Tesla confirmed its goal of delivering 35,000 vehicles this year despite the fact that it had a two-week shutdown in its Fremont, California manufacturing facility. Another important takeaway that caused shares of Tesla to rise was the announcement that it has broken ground for its $5B battery Gigafactory.
Continued Increase in Production for Upside Potential
Tesla has consistently burned bears by beating expectations and soaring higher against all odds. I am optimistic about increased upside potential on shares of Tesla going forward for the following reason.
Prior to the hiatus on production at Tesla’s Fremont, Calif. Plant, Tesla was producing 800 vehicles per week. Tesla plans to deliver 7,800 vehicles in the third quarter and its goal is to deliver 35,000 vehicles by end of this year. By the end of the third quarter Tesla would have delivered 22,000 vehicles, based on the deliveries in the first, second and potential deliveries in the third quarter.
Tesla would need to deliver 13, 000 vehicles in the third quarter to meet it delivery goal for the year and Elon Musk is confident that the company will meet that target. I posit that Tesla would need to deliver more than 1,000 vehicles per week to meet that target.

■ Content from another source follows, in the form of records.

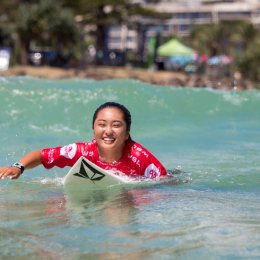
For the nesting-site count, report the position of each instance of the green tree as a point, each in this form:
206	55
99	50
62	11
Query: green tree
104	13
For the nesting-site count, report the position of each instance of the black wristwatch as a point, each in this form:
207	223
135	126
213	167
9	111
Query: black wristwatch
19	165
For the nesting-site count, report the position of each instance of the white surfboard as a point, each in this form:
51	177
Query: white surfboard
85	175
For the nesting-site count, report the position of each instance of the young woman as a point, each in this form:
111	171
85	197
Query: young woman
111	149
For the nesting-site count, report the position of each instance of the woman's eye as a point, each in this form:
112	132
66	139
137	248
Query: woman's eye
116	125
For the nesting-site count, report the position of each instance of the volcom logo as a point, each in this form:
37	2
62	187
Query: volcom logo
88	172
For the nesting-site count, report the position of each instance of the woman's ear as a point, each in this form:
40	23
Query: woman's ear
127	135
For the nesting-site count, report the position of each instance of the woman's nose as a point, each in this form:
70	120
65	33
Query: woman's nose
108	130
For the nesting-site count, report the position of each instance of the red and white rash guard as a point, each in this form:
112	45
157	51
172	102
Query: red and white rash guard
136	160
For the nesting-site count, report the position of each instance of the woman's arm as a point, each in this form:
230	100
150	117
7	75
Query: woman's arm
29	161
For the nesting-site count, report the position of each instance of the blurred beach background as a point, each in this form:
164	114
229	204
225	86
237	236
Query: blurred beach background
199	43
188	72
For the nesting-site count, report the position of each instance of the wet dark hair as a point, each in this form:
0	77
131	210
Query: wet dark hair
127	114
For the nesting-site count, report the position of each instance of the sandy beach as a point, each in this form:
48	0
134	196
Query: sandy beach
165	78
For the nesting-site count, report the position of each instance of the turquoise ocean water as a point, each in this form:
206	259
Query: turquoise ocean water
212	211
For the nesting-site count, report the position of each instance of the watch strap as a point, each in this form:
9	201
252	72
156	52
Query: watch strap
19	166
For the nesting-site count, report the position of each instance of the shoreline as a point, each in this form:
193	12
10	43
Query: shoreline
163	78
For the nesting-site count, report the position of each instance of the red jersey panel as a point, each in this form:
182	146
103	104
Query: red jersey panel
136	160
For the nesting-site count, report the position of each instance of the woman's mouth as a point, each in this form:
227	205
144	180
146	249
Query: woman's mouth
108	140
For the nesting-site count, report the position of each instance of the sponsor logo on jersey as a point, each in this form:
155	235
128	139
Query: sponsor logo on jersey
68	151
151	171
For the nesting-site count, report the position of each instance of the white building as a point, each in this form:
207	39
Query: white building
185	14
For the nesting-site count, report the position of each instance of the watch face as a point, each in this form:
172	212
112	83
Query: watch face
19	165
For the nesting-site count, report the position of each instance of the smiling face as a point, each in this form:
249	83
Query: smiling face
110	132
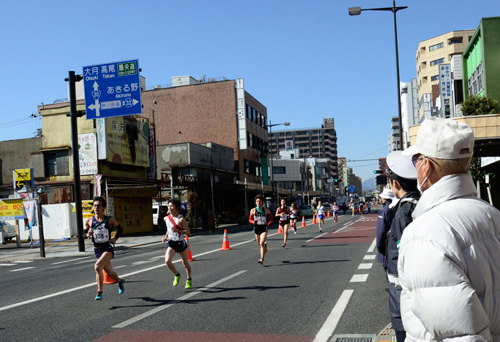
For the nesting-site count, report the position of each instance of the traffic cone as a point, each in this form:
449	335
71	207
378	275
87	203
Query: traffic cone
107	279
225	242
190	256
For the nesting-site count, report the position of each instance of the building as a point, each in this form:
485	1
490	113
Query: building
409	108
394	138
481	66
431	53
311	143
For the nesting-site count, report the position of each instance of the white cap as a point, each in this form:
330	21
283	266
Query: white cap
401	165
443	139
387	194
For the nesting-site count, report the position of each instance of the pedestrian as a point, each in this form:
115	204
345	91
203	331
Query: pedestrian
448	257
177	229
284	214
385	216
293	217
403	183
335	209
104	231
261	218
320	215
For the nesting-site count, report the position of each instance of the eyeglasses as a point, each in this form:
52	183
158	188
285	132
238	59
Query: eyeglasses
417	157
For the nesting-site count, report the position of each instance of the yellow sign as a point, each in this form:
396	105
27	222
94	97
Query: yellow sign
11	209
87	208
21	177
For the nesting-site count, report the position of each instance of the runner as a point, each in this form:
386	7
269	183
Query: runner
102	230
293	217
261	218
335	212
284	213
320	215
177	227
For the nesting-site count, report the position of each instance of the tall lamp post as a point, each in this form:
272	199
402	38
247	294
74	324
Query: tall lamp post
393	9
271	145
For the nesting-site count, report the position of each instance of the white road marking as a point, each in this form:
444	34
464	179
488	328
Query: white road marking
359	278
333	319
21	269
372	246
176	301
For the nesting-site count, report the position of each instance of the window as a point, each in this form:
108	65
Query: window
56	163
437	61
455	41
436	46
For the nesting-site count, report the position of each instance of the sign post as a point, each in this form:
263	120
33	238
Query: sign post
112	89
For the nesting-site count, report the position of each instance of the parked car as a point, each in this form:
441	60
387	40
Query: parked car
8	231
306	211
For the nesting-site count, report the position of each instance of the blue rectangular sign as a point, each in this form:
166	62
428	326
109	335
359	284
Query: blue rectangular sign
112	89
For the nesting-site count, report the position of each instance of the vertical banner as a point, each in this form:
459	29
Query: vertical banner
97	185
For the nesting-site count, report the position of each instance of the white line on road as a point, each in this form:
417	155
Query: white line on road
22	269
333	319
176	301
372	246
359	278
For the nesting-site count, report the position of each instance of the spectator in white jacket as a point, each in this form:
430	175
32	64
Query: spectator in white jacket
449	256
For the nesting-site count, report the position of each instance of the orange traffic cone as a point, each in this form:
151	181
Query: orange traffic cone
190	256
225	242
107	279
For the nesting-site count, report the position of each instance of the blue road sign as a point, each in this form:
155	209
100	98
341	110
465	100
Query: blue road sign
112	89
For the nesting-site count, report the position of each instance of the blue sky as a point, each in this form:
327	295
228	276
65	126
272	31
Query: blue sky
304	60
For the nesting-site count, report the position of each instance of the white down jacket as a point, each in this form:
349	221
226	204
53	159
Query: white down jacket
449	265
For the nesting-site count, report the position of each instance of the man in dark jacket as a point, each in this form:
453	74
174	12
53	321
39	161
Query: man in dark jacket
385	216
403	182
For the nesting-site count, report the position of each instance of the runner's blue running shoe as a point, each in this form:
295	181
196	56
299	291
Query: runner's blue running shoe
121	288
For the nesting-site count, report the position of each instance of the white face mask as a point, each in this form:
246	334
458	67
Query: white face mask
419	186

I strongly believe that Tesla will be able to keep up the production level of more than 1,000 vehicles per week going forward. Tesla is aiming at delivering 100,000 cars per year by the end of 2015 and the increases being recorded in production capacity suggests that Tesla will continue to ramp up production to meet increasing demand.
How to Trade TSLA Options
I am reiterating my position on the TSLA Jan 2015 200.000 call (TSLA150117C00200000) at an asking price of $48.00. The contract has a delta of 70, which suggest a move of about $0.70 for every $1 move in shares of Tesla. I have a $60 price target on the contract in the next 3-5 months but I will set stop loss at $24.